Entrevista:O Estado inteligente

quarta-feira, fevereiro 01, 2006

Míriam Leitão - Visões do trabalho




O Globo
1/2/2006

O mercado de trabalho será determinante para se saber para onde a economia vai este ano. Até agora, os dados são bons e mostram que está havendo recuperação de massa de salário real, emprego formal e pessoal ocupado. Isso ocorreu em 2005 e continuará a acontecer este ano. Mas há sinais preocupantes quando os dados são desagregados ou quando a avaliação é feita dentro das empresas.

O Departamento de Estudos e Pesquisas do Bradesco divulgou uma avaliação apostando que o mercado de trabalho vai repetir em 2006 o crescimento e as boas notícias de 2005. “Comparado com dezembro de 2004, o rendimento real cresceu 5,4%, o que se trata da maior taxa de crescimento na comparação anual desta nova pesquisa. Além disso, melhorou a qualidade do emprego com o maior crescimento do emprego formal”, diz o relatório.

O economista José Roberto Mendonça de Barros tem uma avaliação menos positiva:

— As empresas estão acelerando o turn over , dispensando os que estão há três ou quatro anos na companhia e contratando pessoas com a mesma qualificação, mas com salários 20% a 25% mais baixos.

Um dado que mostra isso é que, na Pesquisa Mensal de Emprego do IBGE, o rendimento real dos trabalhadores com carteira cresceu só 0,7%, dos sem carteira, 13% e, dos por conta própria, 11%.

José Roberto diz que as empresas, até setembro do ano passado, achavam que o câmbio estava temporariamente neste nível baixo, mas agora passaram a considerar, em seus planejamentos estratégicos, este nível como permanente. Diante disso, estão tomando decisões que podem afetar o mercado de trabalho:

— Aumentou muito o percentual importado nos produtos feitos pelo Brasil. Isso não é ruim necessariamente, mas muito do que está chegando vem da China, com um preço baixíssimo. É melhor para a empresa importar a esse preço e a esse câmbio, reduzir a produção local de componentes e fazer um turn over de funcionários para reduzir o custo de mão-de-obra, reequilibrando a relação câmbio/salário — avalia.

A análise feita pelo Departamento Econômico do Itaú também é que o ano passado foi bom para o mercado de trabalho, mas, segundo ele, já há sinais de desaceleração da criação de empregos nos últimos meses de 2005. “A desaceleração econômica costuma atuar com defasagens mais longas no mercado de trabalho do que nos níveis de produção. E os indicadores mais recentes de emprego na indústria do IBGE e da CNI mostram um quadro de estagnação das contratações, sendo um possível reflexo da desaceleração do crescimento do PIB em 2005”, registrou o Banco Itaú.
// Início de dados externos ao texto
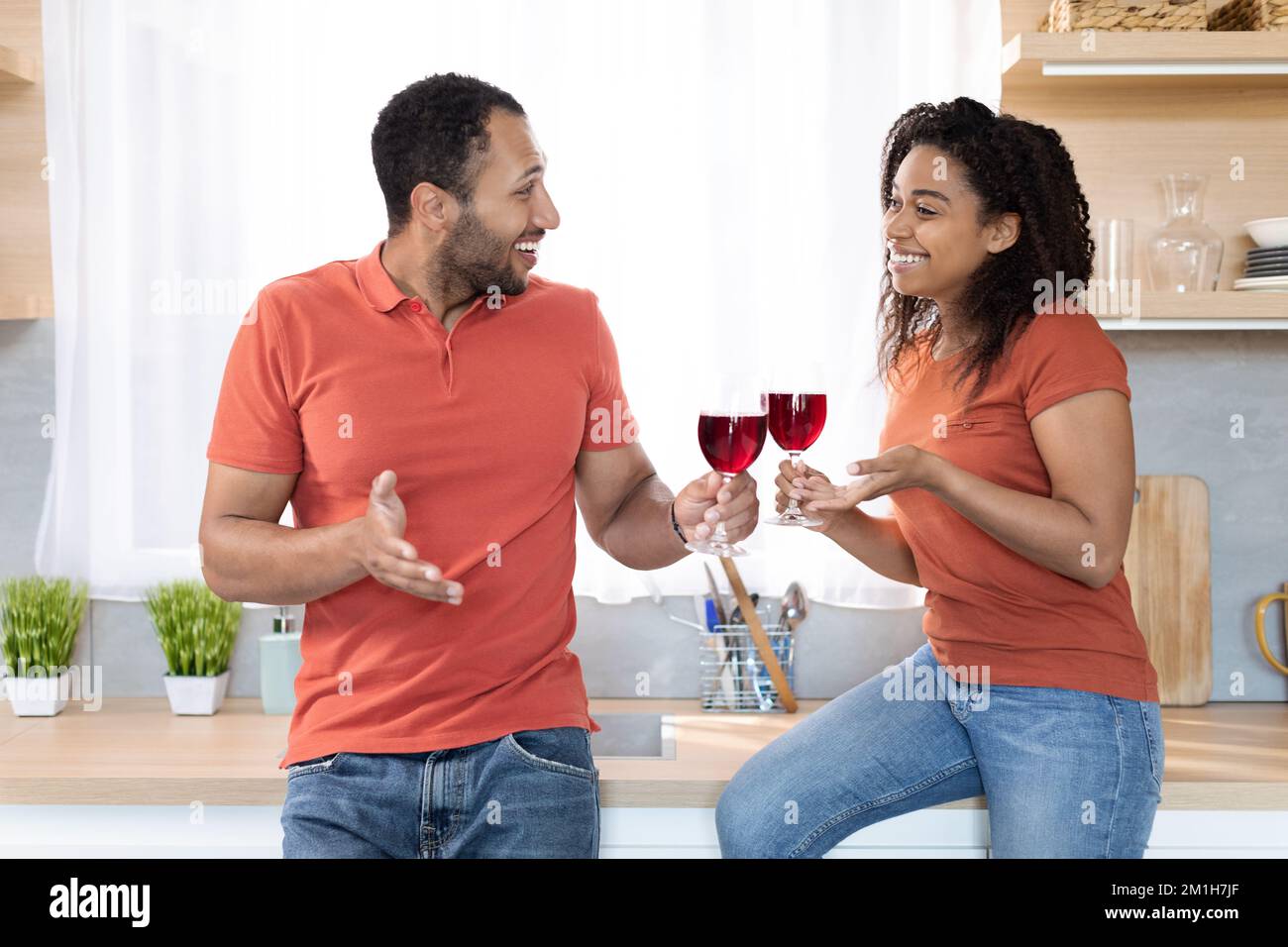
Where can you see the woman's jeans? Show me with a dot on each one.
(531, 793)
(1067, 774)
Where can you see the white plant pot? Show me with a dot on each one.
(193, 694)
(37, 696)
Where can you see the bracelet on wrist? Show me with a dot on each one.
(675, 526)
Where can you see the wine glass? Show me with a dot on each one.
(732, 432)
(798, 407)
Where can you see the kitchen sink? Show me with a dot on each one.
(634, 737)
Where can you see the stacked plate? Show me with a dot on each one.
(1266, 269)
(1267, 264)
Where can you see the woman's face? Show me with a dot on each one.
(931, 228)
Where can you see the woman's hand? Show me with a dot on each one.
(900, 468)
(790, 479)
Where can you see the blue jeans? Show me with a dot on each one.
(531, 793)
(1065, 774)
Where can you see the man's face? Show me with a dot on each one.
(510, 209)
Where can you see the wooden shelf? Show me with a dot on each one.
(1057, 62)
(1223, 309)
(16, 67)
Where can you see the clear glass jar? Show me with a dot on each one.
(1184, 253)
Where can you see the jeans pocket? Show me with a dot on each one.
(1151, 718)
(555, 750)
(318, 764)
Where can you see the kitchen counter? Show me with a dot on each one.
(134, 751)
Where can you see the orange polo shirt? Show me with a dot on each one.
(987, 604)
(336, 375)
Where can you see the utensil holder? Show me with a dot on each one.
(732, 676)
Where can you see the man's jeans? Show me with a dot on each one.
(1067, 774)
(531, 793)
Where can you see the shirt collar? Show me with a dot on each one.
(377, 286)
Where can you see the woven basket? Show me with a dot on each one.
(1068, 16)
(1249, 14)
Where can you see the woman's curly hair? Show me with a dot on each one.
(1012, 166)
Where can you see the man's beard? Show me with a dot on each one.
(476, 260)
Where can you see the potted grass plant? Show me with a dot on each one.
(197, 630)
(39, 618)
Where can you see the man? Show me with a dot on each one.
(430, 411)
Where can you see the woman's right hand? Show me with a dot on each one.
(790, 479)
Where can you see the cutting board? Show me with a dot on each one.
(1168, 570)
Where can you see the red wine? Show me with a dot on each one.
(797, 420)
(730, 442)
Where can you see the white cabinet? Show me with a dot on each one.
(254, 831)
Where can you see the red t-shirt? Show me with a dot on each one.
(987, 604)
(338, 375)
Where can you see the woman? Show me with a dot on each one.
(1013, 502)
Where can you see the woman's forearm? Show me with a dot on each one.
(877, 543)
(1051, 532)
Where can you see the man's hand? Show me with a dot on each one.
(707, 500)
(389, 558)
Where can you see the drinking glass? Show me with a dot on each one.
(798, 408)
(732, 424)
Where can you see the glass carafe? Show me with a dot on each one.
(1184, 253)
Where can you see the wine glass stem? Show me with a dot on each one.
(720, 538)
(793, 506)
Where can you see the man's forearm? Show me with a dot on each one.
(877, 543)
(252, 561)
(640, 534)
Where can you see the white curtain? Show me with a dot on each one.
(715, 165)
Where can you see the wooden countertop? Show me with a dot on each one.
(134, 751)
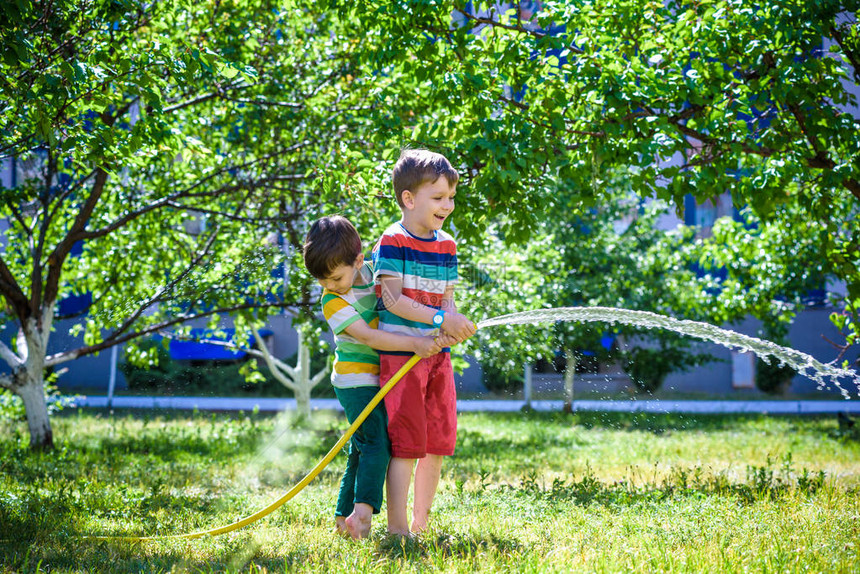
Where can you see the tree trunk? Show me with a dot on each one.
(32, 392)
(303, 385)
(569, 375)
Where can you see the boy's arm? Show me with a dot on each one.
(395, 301)
(385, 341)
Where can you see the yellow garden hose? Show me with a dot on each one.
(298, 487)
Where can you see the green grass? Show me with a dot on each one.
(524, 493)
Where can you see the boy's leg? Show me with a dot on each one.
(353, 401)
(407, 429)
(440, 404)
(397, 489)
(371, 441)
(427, 475)
(358, 523)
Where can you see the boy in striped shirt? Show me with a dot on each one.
(415, 268)
(332, 255)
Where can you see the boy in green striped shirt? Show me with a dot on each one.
(332, 255)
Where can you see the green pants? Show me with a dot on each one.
(369, 452)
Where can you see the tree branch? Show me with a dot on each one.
(13, 293)
(187, 192)
(66, 356)
(210, 241)
(8, 355)
(75, 233)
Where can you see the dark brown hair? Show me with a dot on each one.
(418, 166)
(331, 241)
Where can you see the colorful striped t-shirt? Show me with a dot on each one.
(355, 364)
(427, 267)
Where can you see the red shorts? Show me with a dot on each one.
(422, 407)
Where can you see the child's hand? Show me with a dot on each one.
(426, 346)
(445, 340)
(458, 326)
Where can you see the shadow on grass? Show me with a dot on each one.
(442, 546)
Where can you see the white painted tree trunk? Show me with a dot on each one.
(569, 376)
(27, 380)
(298, 379)
(32, 393)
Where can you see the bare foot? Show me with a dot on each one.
(418, 527)
(358, 523)
(340, 526)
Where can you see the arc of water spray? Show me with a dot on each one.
(801, 362)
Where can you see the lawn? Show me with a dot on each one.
(530, 492)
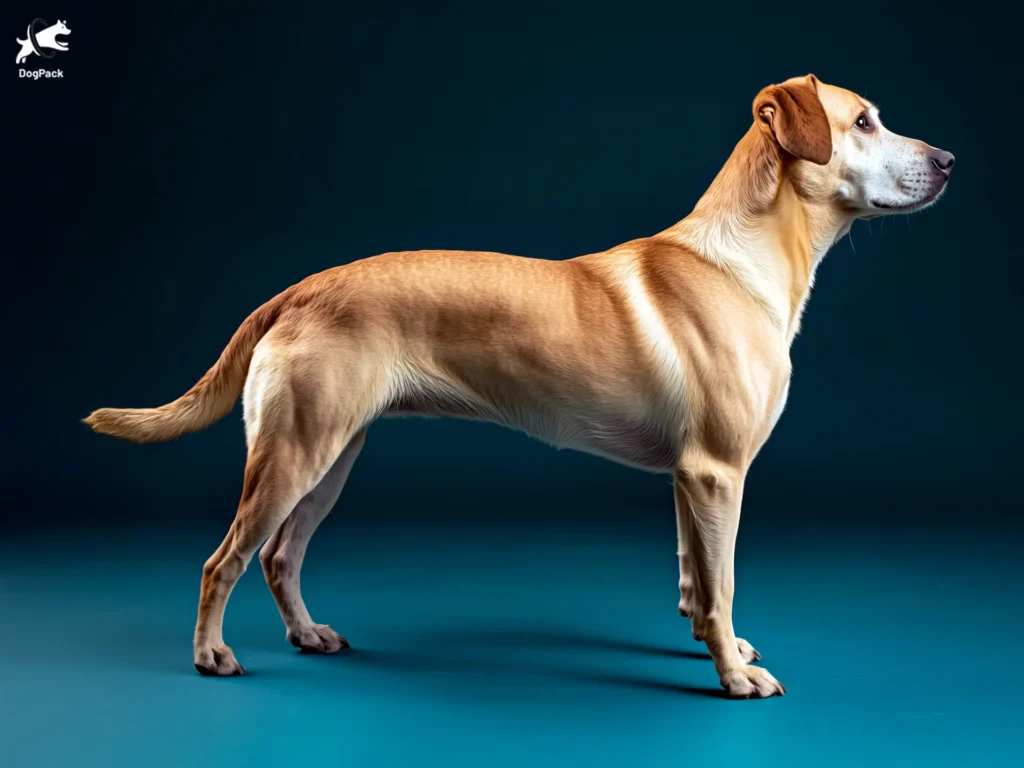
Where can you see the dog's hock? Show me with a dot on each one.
(793, 115)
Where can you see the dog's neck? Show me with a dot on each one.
(754, 224)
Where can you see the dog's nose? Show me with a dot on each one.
(943, 161)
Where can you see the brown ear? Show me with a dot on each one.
(793, 114)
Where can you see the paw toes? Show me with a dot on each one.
(316, 639)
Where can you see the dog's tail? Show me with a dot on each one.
(211, 398)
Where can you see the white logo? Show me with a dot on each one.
(39, 40)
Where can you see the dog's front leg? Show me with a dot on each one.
(747, 651)
(708, 502)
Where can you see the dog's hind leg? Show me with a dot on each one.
(304, 403)
(283, 554)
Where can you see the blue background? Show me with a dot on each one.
(507, 603)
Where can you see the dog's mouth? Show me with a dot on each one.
(888, 208)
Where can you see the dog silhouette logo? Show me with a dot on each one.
(42, 40)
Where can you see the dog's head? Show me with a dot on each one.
(844, 156)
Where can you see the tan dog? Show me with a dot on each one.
(670, 353)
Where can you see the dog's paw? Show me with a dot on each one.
(217, 660)
(752, 682)
(747, 651)
(316, 638)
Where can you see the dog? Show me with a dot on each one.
(669, 353)
(46, 39)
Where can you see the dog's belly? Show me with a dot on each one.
(646, 442)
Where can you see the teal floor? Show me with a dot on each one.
(475, 646)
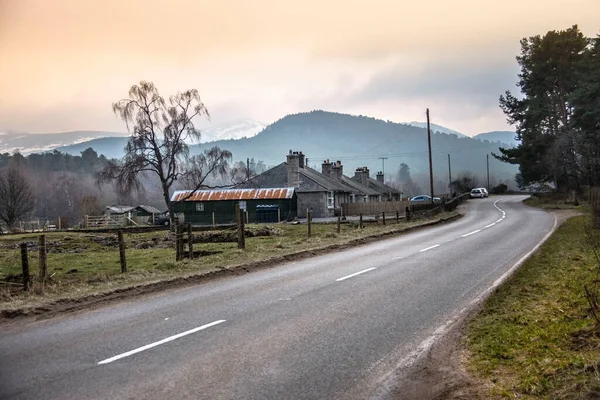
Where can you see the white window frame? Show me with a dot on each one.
(330, 200)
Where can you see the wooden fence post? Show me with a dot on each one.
(122, 251)
(25, 267)
(43, 256)
(177, 244)
(190, 242)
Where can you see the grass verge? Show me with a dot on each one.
(81, 265)
(534, 338)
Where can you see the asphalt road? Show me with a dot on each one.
(329, 327)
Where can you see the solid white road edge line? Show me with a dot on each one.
(354, 274)
(430, 247)
(471, 233)
(390, 378)
(151, 345)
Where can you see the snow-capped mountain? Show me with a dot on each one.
(232, 130)
(27, 143)
(435, 128)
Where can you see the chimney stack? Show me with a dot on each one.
(362, 174)
(326, 168)
(337, 170)
(293, 165)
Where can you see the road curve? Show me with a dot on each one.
(328, 327)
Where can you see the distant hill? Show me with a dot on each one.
(507, 137)
(361, 141)
(27, 143)
(436, 128)
(238, 129)
(110, 147)
(354, 140)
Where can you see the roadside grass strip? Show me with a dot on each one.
(534, 338)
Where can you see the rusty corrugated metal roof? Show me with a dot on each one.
(234, 194)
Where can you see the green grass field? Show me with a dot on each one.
(80, 264)
(535, 338)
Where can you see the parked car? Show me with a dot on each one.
(424, 199)
(477, 193)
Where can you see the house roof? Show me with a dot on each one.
(382, 187)
(325, 181)
(119, 209)
(359, 186)
(234, 194)
(148, 209)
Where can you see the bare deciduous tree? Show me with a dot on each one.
(16, 195)
(160, 131)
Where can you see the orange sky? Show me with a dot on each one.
(64, 62)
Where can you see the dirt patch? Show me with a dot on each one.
(439, 374)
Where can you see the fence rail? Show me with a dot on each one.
(389, 207)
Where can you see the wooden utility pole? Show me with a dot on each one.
(430, 162)
(190, 242)
(43, 256)
(240, 219)
(487, 161)
(25, 267)
(122, 252)
(449, 175)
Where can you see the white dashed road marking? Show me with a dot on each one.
(471, 233)
(354, 274)
(429, 248)
(166, 340)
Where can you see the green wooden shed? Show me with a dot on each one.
(207, 207)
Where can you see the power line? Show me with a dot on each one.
(407, 154)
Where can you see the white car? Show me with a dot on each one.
(477, 193)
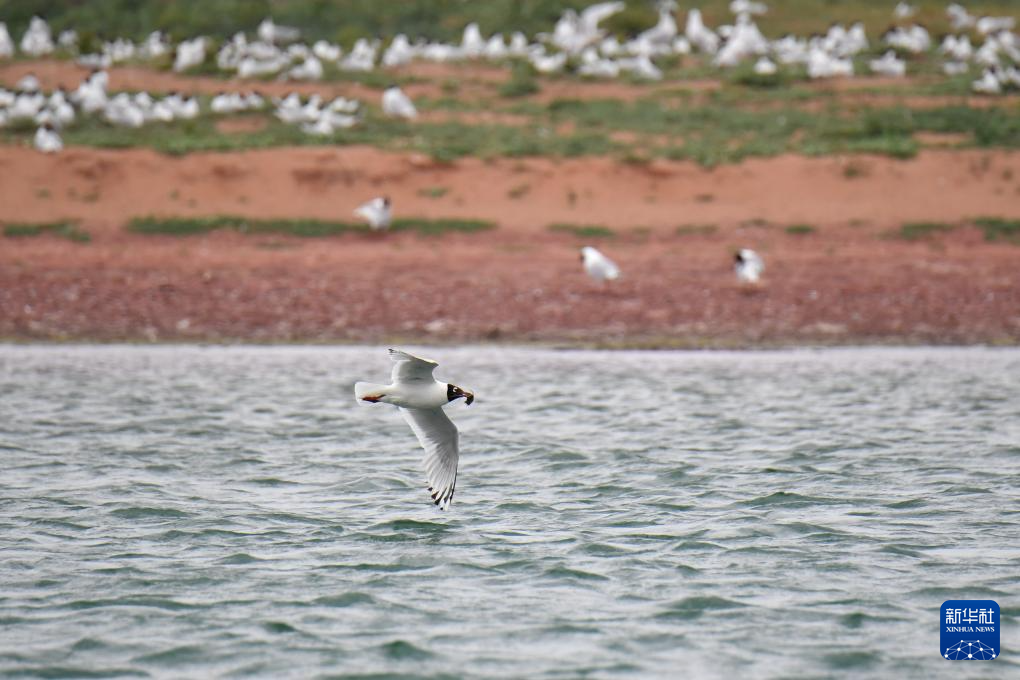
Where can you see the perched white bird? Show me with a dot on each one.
(420, 399)
(765, 66)
(398, 105)
(905, 10)
(191, 53)
(598, 266)
(748, 265)
(748, 7)
(376, 212)
(888, 64)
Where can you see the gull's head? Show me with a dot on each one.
(453, 391)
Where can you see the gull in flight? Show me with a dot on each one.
(749, 266)
(376, 212)
(420, 399)
(598, 266)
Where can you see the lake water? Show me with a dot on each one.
(231, 512)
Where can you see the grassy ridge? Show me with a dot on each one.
(64, 229)
(709, 134)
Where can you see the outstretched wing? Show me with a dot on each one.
(410, 368)
(439, 437)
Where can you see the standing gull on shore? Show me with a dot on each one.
(376, 212)
(598, 266)
(420, 399)
(396, 104)
(749, 266)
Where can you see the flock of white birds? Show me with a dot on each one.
(578, 43)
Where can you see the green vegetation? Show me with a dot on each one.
(185, 226)
(434, 192)
(998, 228)
(439, 19)
(64, 229)
(920, 230)
(800, 229)
(519, 191)
(583, 230)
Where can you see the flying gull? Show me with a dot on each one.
(420, 399)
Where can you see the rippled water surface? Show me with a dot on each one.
(231, 512)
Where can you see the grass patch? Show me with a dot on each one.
(64, 229)
(309, 228)
(583, 230)
(920, 230)
(522, 82)
(800, 229)
(518, 192)
(998, 228)
(855, 169)
(434, 192)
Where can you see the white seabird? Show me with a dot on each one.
(598, 266)
(48, 140)
(396, 104)
(749, 266)
(420, 399)
(377, 212)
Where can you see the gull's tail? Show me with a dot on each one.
(368, 391)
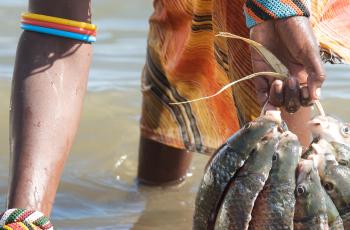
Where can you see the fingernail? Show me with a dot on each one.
(318, 92)
(291, 83)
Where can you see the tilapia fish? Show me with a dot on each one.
(336, 180)
(239, 200)
(310, 208)
(335, 132)
(224, 164)
(334, 220)
(274, 207)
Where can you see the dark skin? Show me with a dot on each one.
(293, 42)
(49, 84)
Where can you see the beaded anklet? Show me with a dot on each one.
(257, 11)
(59, 27)
(21, 219)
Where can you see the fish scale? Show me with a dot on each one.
(239, 200)
(274, 207)
(223, 166)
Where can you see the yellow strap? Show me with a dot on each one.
(61, 21)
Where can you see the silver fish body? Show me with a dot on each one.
(274, 207)
(235, 212)
(310, 209)
(223, 166)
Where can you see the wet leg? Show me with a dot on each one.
(161, 164)
(49, 84)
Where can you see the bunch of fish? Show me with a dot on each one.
(260, 179)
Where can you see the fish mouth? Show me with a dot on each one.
(272, 133)
(273, 115)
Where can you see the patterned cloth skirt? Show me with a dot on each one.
(185, 60)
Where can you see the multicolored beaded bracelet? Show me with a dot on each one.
(257, 11)
(22, 219)
(61, 27)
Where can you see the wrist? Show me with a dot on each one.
(258, 11)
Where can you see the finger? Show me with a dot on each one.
(291, 93)
(262, 33)
(305, 99)
(262, 90)
(276, 93)
(305, 49)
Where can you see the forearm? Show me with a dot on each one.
(49, 84)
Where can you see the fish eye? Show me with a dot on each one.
(343, 162)
(328, 186)
(247, 126)
(345, 130)
(301, 190)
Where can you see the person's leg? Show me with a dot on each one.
(49, 84)
(161, 164)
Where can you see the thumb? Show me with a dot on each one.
(297, 34)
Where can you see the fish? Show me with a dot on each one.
(235, 212)
(224, 164)
(335, 222)
(335, 179)
(310, 207)
(336, 132)
(274, 207)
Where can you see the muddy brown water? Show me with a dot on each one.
(98, 188)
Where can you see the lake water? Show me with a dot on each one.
(98, 188)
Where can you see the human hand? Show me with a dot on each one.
(293, 42)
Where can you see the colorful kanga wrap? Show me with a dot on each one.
(257, 11)
(186, 61)
(21, 219)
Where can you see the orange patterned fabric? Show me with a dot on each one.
(186, 61)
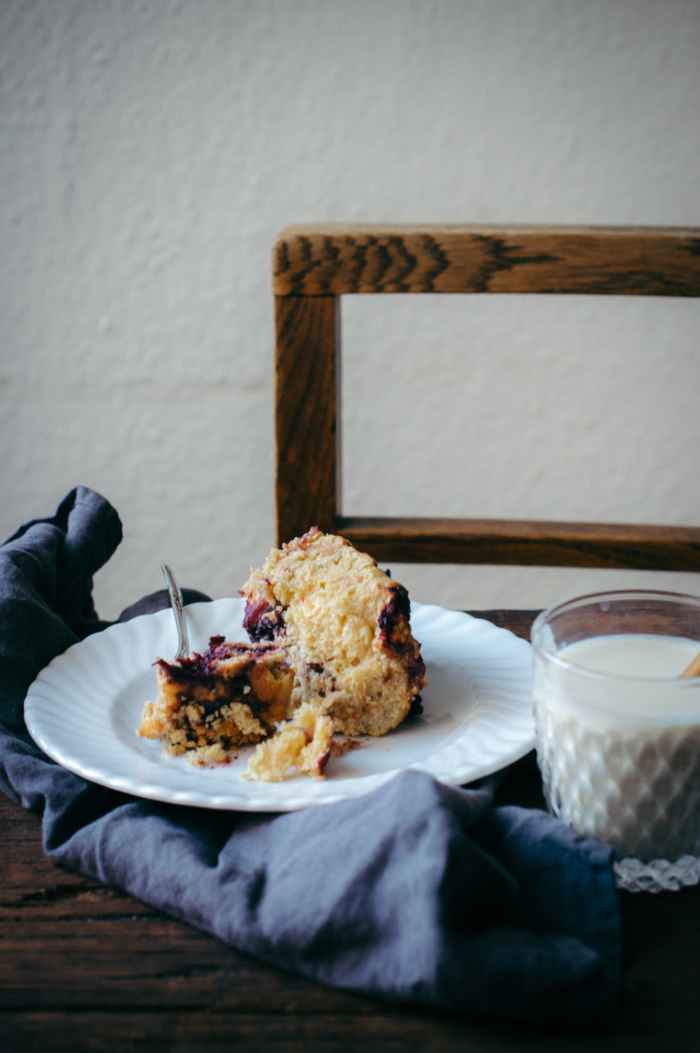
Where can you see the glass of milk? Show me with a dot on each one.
(618, 731)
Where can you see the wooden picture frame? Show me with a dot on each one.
(315, 264)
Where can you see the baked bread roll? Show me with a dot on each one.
(344, 628)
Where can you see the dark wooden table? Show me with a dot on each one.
(83, 967)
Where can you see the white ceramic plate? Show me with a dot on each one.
(84, 707)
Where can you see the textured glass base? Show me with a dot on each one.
(659, 875)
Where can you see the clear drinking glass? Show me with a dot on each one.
(618, 731)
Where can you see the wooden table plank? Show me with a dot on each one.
(88, 968)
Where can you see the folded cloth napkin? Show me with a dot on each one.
(415, 893)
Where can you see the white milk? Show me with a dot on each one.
(619, 741)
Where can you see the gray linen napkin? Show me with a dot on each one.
(415, 893)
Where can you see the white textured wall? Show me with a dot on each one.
(151, 151)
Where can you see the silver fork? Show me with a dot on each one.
(176, 603)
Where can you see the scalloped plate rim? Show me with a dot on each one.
(493, 643)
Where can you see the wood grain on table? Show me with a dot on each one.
(86, 968)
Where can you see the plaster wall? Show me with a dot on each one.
(151, 151)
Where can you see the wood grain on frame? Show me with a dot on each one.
(524, 542)
(332, 260)
(315, 264)
(305, 416)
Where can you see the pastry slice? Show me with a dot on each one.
(232, 695)
(344, 629)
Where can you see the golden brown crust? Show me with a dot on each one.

O aumento do salário-mínimo vai elevar a massa salarial no ano, em 2006, em 5,3%, no cálculo do economista José Roberto Mendonça de Barros, e isso vai produzir um impacto positivo no consumo, mas o que preocupa o economista é que os investimentos estão minguando, mostrando que não há possibilidade de ocorrer, a curto prazo, uma retomada do crescimento do mercado de trabalho de forma sustentável.

Já o Bradesco espera em 2006 “mais um ano favorável para o emprego e a renda”. As estimativas são de aumento de 3% do emprego; 2% no rendimento real e 5% na massa real de salários e nova queda na taxa anual de desemprego, mesmo que haja um aumento da taxa agora no começo do ano.

— Quando os dados são desagregados, os números são bem menos simpáticos. Onde aumentou o rendimento foi nos serviços ligados ao setor público, e isso tem um lado preocupante porque pode representar aumento do gasto público — alerta José Roberto.

Mesmo quem está mais pessimista acredita que haverá melhora no mercado de trabalho, mas ninguém está entusiasmado. O que os dados mostram é que a economia começou o ano num ritmo baixo, com queda de investimento e previsão de crescimento modesto. Mesmo crescendo mais do que no ano passado, não será vantagem porque 2005 foi decepcionante. É difícil acreditar num mercado de trabalho se expandindo de forma relevante num ano que começa morno.